Privé de marges de manoeuvre budgétaire, le gouvernement veut poursuivre les réformes sans relance de l'activité malgré un net ralentissement conjoncturel.
PARIS (Reuters) - Privé de marges de manoeuvre budgétaire, le gouvernement veut poursuivre les réformes sans relance de l'activité malgré un net ralentissement conjoncturel.
Face aux critiques de l'opposition et aux doutes des économistes, cette stratégie risque d'aggraver la crise de confiance au moment où le moral des ménages est à un plus bas historique et où celui des chefs d'entreprise se dégrade rapidement.
La cote de popularité du président s'est certes stabilisée mais à un faible niveau tandis que celle du Premier ministre, longtemps épargné, s'effrite depuis le printemps avant l'accumulation des difficultés sur le font diplomatique entre crise géorgienne et drame en Afghanistan.
Se refusant à parler de récession après la contraction de 0,3% du Produit intérieur brut au deuxième trimestre et n'évoquant qu'un ralentissement, François Fillon a rejeté tout plan de relance et prôné la poursuite des réformes.
"Nous avons besoin de réformes de structures, nous n'avons pas besoin d'un plan de relance qui serait un plan de relance artificiel", a-t-il déclaré lundi dernier à l'issue d'une réunion d'urgence des ministres chargés de l'Economie et de l'Emploi à Matignon.
Loi sur l'intéressement et la participation, loi sur le revenu de solidarité active, loi sur la mise en oeuvre du Grenelle de l'environnement, loi de programmation militaire, loi pénitentiaire, loi de programmation pour l'Outre-Mer, loi de programmation sur la sécurité intérieure, loi sur le logement.
Le programme est tel que Nicolas Sarkozy a convoqué le Parlement le 22 septembre pour une session extraordinaire afin d'accélérer la mise en oeuvre de mesures susceptibles d'améliorer pouvoir d'achat et potentiel de croissance après la loi sur la modernisation de l'économie (LME) adoptée avant la trêve estivale.

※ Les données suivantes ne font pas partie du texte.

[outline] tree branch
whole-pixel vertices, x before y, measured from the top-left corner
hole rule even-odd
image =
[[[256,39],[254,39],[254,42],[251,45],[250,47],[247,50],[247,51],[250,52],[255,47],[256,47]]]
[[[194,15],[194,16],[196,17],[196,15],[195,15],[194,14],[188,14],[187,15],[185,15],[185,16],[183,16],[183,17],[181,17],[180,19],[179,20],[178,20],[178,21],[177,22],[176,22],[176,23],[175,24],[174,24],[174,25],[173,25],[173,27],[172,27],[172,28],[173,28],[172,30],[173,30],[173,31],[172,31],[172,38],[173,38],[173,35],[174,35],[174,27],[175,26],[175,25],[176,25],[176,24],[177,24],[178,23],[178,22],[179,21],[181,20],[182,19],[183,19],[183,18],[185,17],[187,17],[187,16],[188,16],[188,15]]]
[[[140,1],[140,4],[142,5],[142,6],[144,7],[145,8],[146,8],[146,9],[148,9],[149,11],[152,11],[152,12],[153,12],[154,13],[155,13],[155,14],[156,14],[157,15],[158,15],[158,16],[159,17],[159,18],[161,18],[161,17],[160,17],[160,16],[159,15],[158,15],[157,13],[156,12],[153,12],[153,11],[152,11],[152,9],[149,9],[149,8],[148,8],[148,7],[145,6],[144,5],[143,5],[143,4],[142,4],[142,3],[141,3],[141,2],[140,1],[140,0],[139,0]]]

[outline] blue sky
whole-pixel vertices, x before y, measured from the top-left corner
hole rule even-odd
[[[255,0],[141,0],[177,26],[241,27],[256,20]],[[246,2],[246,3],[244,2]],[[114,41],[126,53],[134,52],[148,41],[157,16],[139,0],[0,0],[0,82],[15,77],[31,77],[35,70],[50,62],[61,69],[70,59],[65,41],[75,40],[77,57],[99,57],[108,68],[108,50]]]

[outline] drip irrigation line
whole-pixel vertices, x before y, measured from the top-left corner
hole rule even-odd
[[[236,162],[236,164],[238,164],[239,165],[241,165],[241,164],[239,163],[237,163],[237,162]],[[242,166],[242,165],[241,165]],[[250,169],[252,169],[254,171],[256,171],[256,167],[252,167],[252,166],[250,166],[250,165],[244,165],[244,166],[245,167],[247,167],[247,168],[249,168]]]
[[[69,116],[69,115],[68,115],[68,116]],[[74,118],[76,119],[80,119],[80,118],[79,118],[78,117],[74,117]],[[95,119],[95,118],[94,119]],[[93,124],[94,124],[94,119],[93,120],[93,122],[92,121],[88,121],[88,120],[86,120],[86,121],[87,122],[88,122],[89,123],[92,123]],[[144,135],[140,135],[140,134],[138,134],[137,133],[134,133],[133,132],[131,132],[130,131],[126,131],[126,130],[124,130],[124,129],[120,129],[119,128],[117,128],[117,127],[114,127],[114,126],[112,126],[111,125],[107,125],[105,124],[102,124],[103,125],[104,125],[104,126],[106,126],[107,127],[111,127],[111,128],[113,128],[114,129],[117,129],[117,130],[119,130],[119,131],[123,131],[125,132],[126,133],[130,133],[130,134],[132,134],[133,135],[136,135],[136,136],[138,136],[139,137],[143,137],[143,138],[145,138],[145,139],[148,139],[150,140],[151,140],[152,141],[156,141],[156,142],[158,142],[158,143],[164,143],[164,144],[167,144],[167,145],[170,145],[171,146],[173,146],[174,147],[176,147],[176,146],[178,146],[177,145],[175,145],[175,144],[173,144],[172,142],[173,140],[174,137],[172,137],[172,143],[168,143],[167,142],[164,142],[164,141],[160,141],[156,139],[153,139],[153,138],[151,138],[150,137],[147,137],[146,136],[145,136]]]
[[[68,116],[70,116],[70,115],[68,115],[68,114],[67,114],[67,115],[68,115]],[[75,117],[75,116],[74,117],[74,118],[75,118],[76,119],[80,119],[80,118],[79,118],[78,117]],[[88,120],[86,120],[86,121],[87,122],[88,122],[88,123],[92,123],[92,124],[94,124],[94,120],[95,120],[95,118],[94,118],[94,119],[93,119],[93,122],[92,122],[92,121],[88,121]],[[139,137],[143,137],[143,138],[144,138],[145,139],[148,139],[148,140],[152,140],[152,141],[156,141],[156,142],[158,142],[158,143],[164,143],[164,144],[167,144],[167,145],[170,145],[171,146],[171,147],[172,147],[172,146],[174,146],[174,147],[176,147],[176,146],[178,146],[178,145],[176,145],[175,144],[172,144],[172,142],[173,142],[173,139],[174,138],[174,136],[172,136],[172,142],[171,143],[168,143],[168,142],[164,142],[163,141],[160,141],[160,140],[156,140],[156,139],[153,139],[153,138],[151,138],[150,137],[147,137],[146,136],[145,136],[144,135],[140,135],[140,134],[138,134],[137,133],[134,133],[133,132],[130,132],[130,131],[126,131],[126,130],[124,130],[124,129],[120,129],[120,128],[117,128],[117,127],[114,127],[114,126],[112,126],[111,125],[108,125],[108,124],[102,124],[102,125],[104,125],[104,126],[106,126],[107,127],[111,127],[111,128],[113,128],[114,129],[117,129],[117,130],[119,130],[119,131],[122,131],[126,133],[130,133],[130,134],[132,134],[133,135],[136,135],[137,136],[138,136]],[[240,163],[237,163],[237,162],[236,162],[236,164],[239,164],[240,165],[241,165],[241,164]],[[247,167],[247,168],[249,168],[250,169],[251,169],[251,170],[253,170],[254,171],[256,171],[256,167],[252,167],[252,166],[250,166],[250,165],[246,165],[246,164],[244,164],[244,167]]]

Un plan de relance bute sur la contrainte budgétaire alors que la France, déjà sous une surveillance attentive de l'exécutif européen, assure la présidence de l'UE jusqu'à la fin de cette année.
Mais l'opposition fustige l'attentisme gouvernemental sur le plan conjoncturel et les économistes se montrent pour le moins dubitatifs.
Si le budget 2009 s'avère particulièrement difficile à boucler, l'opposition n'en prône pas moins la relance et dénonce le coût budgétaire du "paquet fiscal" présenté par le gouvernement à l'été dernier pour honorer les promesses de campagne du chef de l'Etat et dont le coût en année pleine est évalué à 15 milliards d'euros.
Les économistes, qui s'attendent en moyenne à une croissance de l'économie française de 1% en 2008 et 2009 ne sont pas non plus en reste pour mettre en doute la politique du gouvernement.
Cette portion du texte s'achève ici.